Strahd gritó, y su rabia resonó por todo el castillo. Después se levantó y echó a correr en pos de la despavorida muchacha a zancadas sobrenaturalmente veloces y silenciosas.
Tatyana huía por el jardín con el corazón desbocado; el sudor le cubría el rostro, le irritaba los ojos y le nublaba la visión. Las espinas de las rosas le rasgaban el vestido y se preguntó, en un renovado asalto de pánico, si también las plantas obedecerían a Strahd.
No tenía hacia dónde escapar, pero no se había dado cuenta en su loca huida, aunque tampoco le habría importado; sólo pensaba en alejarse de Strahd, aquel viejo guerrero que, por algún motivo, se había transformado en monstruo y había asesinado a Sergei.
Lo oía tras de sí, llamándola por su nombre y pidiéndole que se detuviera, pero ella había visto a la aborrecible criatura de largos colmillos en que se había convertido y jamás le permitiría que la tocara otra vez.
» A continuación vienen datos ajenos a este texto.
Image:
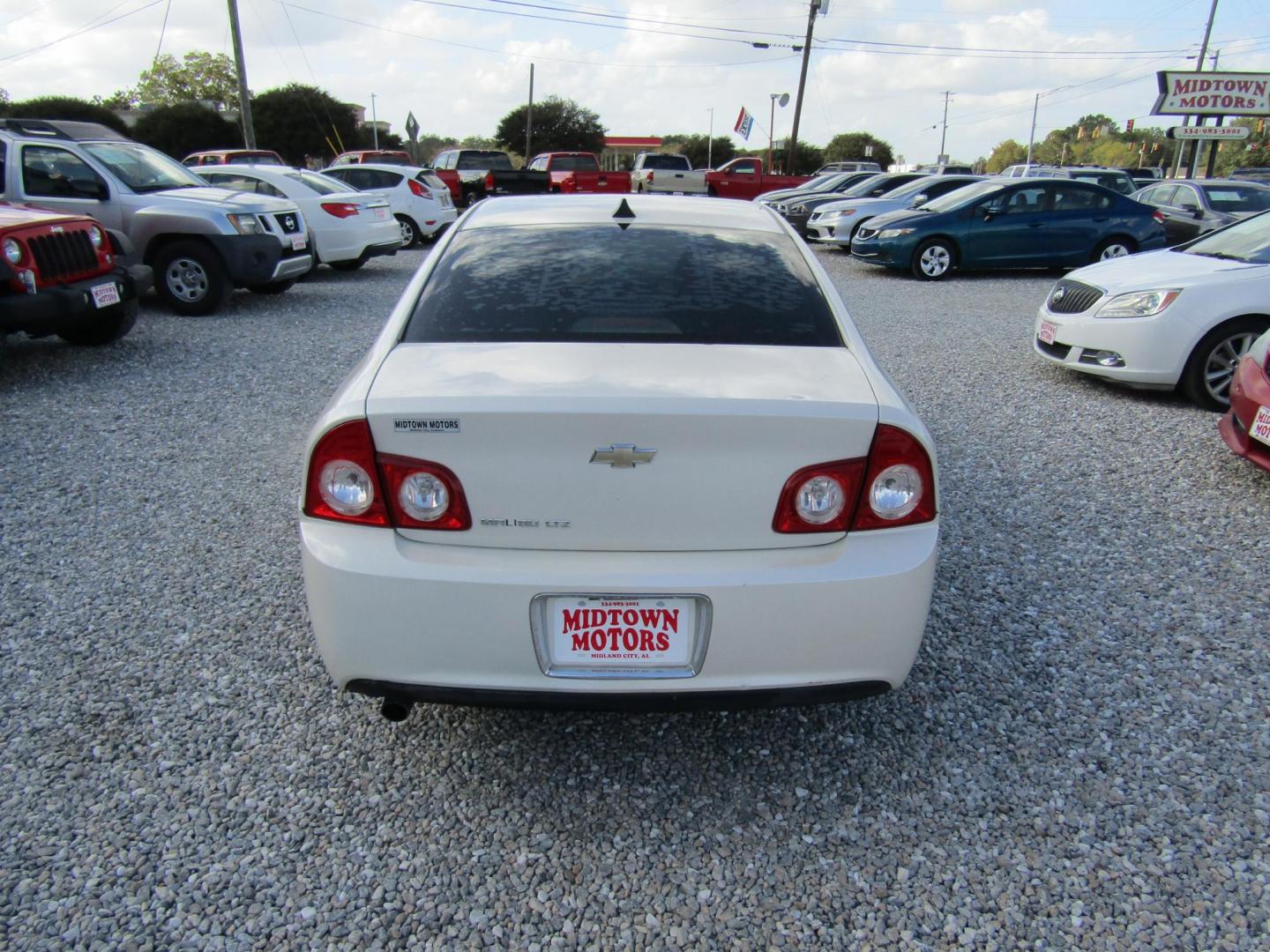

Al llegar a los poco elevados muros del jardín no se molestó siquiera en frenar la carrera; Strahd alcanzó el bajo de su vestido, pero ella se liberó con una fuerza inconcebible.
Las brumas rebullían en el fondo cuando Tatyana se lanzó al vacío abrazando el cielo como si diera la mano a Sergei. Cayó decenas de metros por el precipicio hacia las dentadas rocas, gritando más de puro gozo por escapar a las zarpas de Strahd que de verdadera angustia.
Las manos del conde apresaron sólo aire, y éste estuvo a punto de perder el equilibrio. Siguió con la vista la forma blanca que descendía como un cisne muerto hasta que la bruma y las tinieblas la tragaron por completo y le evitaron piadosamente la visión de la muchacha estrellándose contra las paredes del abismo.
Golpeó el muro con impotencia y, arqueando la espalda, aulló de profundo dolor. Las profundidades, envueltas en un sudario nebuloso, le devolvieron su voz como una burla.
Una flecha le rozó la oreja, y se giró bruscamente hacia el castillo. Ya no había dudas sobre la identidad del asesino de Sergei, y los soldados de la guardia cumplían con su deber; los arqueros habían retomado sus puestos respectivos y disparaban desde las hendeduras de los muros.
El aire se llenó de pronto del silbido furioso de numerosas saetas que buscaban la diana en el cuerpo del señor de Ravenloft. Sin embargo, Strahd no moría.
Se quedó mirando las flechas clavadas en el pecho y el abdomen, y una sonrisa le cruzó el rostro lentamente. Regocijándose en el horror que sabía causaría su acto, comenzó a arrancarse uno a uno los dardos emplumados; sujetó el grueso manojo con una mano y con la otra lo partió por la mitad fácilmente. Después, con un propósito terrible, regresó caminando al castillo.
A Strahd von Zarovich le había sido negada la única cosa que había deseado de verdad en toda su vida, y exigiría el pago de la pérdida a todos y cada uno de los que se hallaban entre los muros del castillo, y quizás incluso a todos los que moraban en Barovia.